Last week the Los Angeles City Council unanimously approved an important change to the way transportation impacts are measured. If that first sentence didn't put readers to sleep, the sheer weight of acronyms likely will: LOS, VMT, CEQA, and more. Nonetheless, this is very important progress likely to have big ramifications for making L.A. healthier, more walkable, more bikeable, and transit-friendly.
One place to begin the story is the state legislature in 2013. Legislators and the governor approved S.B. 743, which directed California to, over time, abandon Level of Service (LOS) as a tool in the California Environmental Quality Act (CEQA.) Environmental studies are done on all kinds of big projects, from housing developments to highway widening. CEQA ensures that the public has some say in the project planning processes.
LOS is a way of measuring traffic, though it perniciously and simplistically only measures car traffic, and doesn't even do that meaningfully. Measuring for LOS shows any project that increases car congestion - such as building new housing - as adversely impacting the environment. To supposedly fix congestion - the adverse environmental impact of that new housing - LOS measurements end up requiring more space for cars, so a housing project might also have to widen the road. LOS incorrectly assumes that car traffic is a static quantity, denying the effects of induced travel. LOS said that the 405 Freeway would be less congested after it was widened. That didn't happen.
LOS wasn't originally part of CEQA when it was passed in 1970. Over time, courts tied LOS to CEQA, which meant that California environmental analysis yielded pro-car results. LOS shows that widening freeways is good for the environment, while bikeways and bus lanes, where they take space from cars, are bad for the environment.

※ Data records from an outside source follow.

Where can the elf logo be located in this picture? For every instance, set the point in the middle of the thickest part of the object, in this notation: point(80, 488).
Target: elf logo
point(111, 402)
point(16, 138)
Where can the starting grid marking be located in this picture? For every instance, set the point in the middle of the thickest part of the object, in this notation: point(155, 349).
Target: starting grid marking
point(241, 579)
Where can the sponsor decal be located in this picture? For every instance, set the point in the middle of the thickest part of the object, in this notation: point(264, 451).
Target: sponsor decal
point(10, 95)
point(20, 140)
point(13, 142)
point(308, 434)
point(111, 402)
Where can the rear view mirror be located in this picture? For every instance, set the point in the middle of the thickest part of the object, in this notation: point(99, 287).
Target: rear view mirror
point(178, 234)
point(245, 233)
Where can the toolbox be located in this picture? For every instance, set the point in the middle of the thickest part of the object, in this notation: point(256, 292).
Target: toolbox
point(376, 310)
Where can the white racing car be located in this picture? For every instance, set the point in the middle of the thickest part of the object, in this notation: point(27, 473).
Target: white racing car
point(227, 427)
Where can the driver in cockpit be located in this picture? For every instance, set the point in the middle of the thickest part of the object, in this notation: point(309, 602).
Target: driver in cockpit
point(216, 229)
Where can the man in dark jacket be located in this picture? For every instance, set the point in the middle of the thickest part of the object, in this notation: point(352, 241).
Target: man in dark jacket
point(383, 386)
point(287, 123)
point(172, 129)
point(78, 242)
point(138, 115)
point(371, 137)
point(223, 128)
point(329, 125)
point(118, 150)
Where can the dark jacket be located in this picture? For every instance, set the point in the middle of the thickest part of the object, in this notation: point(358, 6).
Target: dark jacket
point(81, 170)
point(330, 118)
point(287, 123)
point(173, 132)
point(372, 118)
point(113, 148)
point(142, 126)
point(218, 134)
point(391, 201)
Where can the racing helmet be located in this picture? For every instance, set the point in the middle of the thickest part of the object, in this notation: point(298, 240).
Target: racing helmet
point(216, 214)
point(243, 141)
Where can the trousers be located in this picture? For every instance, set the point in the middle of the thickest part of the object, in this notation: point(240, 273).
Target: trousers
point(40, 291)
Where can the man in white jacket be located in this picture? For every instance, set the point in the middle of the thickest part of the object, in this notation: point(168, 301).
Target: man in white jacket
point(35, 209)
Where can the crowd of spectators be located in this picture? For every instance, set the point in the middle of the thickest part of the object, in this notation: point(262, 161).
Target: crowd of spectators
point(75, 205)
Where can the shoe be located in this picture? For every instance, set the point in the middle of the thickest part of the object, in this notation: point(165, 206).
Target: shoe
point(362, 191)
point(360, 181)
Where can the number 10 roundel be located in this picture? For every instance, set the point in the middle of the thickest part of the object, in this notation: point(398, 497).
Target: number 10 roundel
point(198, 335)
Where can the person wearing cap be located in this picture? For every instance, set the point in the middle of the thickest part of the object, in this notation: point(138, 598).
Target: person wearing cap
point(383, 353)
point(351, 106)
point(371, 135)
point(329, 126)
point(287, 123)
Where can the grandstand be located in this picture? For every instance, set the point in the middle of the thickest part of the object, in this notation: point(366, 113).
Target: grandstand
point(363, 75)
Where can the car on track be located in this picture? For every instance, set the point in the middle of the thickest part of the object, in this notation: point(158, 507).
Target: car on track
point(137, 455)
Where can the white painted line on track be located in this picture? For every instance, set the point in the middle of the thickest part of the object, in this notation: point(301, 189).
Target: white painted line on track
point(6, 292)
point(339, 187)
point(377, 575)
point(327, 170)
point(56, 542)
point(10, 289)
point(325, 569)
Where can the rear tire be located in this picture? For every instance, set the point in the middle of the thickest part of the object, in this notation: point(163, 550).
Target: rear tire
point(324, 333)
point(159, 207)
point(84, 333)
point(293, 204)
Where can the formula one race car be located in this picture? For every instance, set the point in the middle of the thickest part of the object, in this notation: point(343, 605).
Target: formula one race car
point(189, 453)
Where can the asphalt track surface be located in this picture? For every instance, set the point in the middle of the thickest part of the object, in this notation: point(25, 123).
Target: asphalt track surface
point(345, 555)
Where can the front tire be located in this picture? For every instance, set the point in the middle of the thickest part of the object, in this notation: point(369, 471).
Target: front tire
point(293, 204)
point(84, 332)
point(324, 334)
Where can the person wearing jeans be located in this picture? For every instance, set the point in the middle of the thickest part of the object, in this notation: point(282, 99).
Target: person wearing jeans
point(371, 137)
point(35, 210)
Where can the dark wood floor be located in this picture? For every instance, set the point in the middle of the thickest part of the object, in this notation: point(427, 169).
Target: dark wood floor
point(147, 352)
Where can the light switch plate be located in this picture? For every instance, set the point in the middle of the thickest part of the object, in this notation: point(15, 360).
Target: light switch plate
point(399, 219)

In 2013, the state legislature was grappling with how to respond to climate change. S.B. 743 mandated that the state's environmental review processes align with actual environmental goals. CEQA analysis needed to support reducing greenhouse gas emissions, not increasing them, which is what LOS does.
In 2014, California's Office of Planning and Research began evaluating what metric could replace LOS. Over time, and after a lot of feedback and discussion, they settled on Vehicle Miles Traveled (VMT.)
Measuring environmental impacts under VMT more accurately shows that projects in denser urban areas have less adverse environmental impacts than projects in less dense suburban areas. New housing next to a rail station generates fewer new car miles traveled than does housing in a far-flung suburb. Urbanize describes it well: "Rather than treating traffic congestion faced by drivers as an environmental impact, this new metric instead considers the act of driving itself as the environmental impact."
In January, California adopted the final CEQA rules that replace LOS with VMT statewide. Those new rules go into full effect statewide on July 1, 2020. There is a loophole that says LOS can still be used on road capacity expansion projects, but overall LOS is no longer the method California will use to measure environmental impacts.
CEQA is state law, but is triggered based on thresholds set at the local level by municipalities. That is, cities decide the threshold at which added VMT from a project would require some kind of environmental mitigation. All California cities are required to set their local VMT thresholds by July 1, 2020.
Last week, Los Angeles joined a growing number of California cities - starting with Pasadena - that already shifted to VMT.
L.A.'s City Planning (LADCP) and Transportation (LADOT) Departments created new customized CEQA VMT thresholds, which were adopted last week. The thresholds are based on local travel demand, recognizing that projects in more walkable parts of the city generate fewer car trips than more car-oriented areas.
L.A. created an online VMT calculator, so a developer can enter what type of project they are planning and determine how much VMT it would generate. If the VMT is above the city's thresholds, the developer needs to mitigate the environmental impacts.
Instead of LOS car-oriented mitigation, VMT mitigation is based on TDM, or transportation demand management, principles - strategies that can help reduce driving. In the city's calculator these include: reduced parking, unbundled parking (paid for as a separate expense from rent, for example), transit subsidies, vanpools and rideshare programs, car-share, bike-share, bike facilities, traffic-calming, and walkability improvements.
The Natural Resources Defense Council's Carter Rubin praises L.A.'s VMT calculator for increasing transparency and reducing the time and effort put into "convoluted congestion management modeling" under LOS. Developers and the community can use the calculator to see what sort of traffic a development would generate, and what can be done to reduce adverse impacts.
LADOT spokesperson Nora Frost reports that L.A.'s new VMT rules are now in effect, though "proposals that are already in the pipeline and have already initiated LOS-based analyses will be allowed to proceed. However, if these projects have significant impacts, we will prioritize TDM measures to mitigate. These projects in the pipeline will be allowed to substitute their LOS analysis with a VMT analysis."
The effects will not be felt immediately, but the new VMT approach is a truly important shift. Los Angeles' and California's environmental planning processes are now better rooted in actual impacts to the environment. VMT puts the E back into CEQA. Over time, VMT helps communities become healthier, more walkable, more transit-oriented, and more sustainable.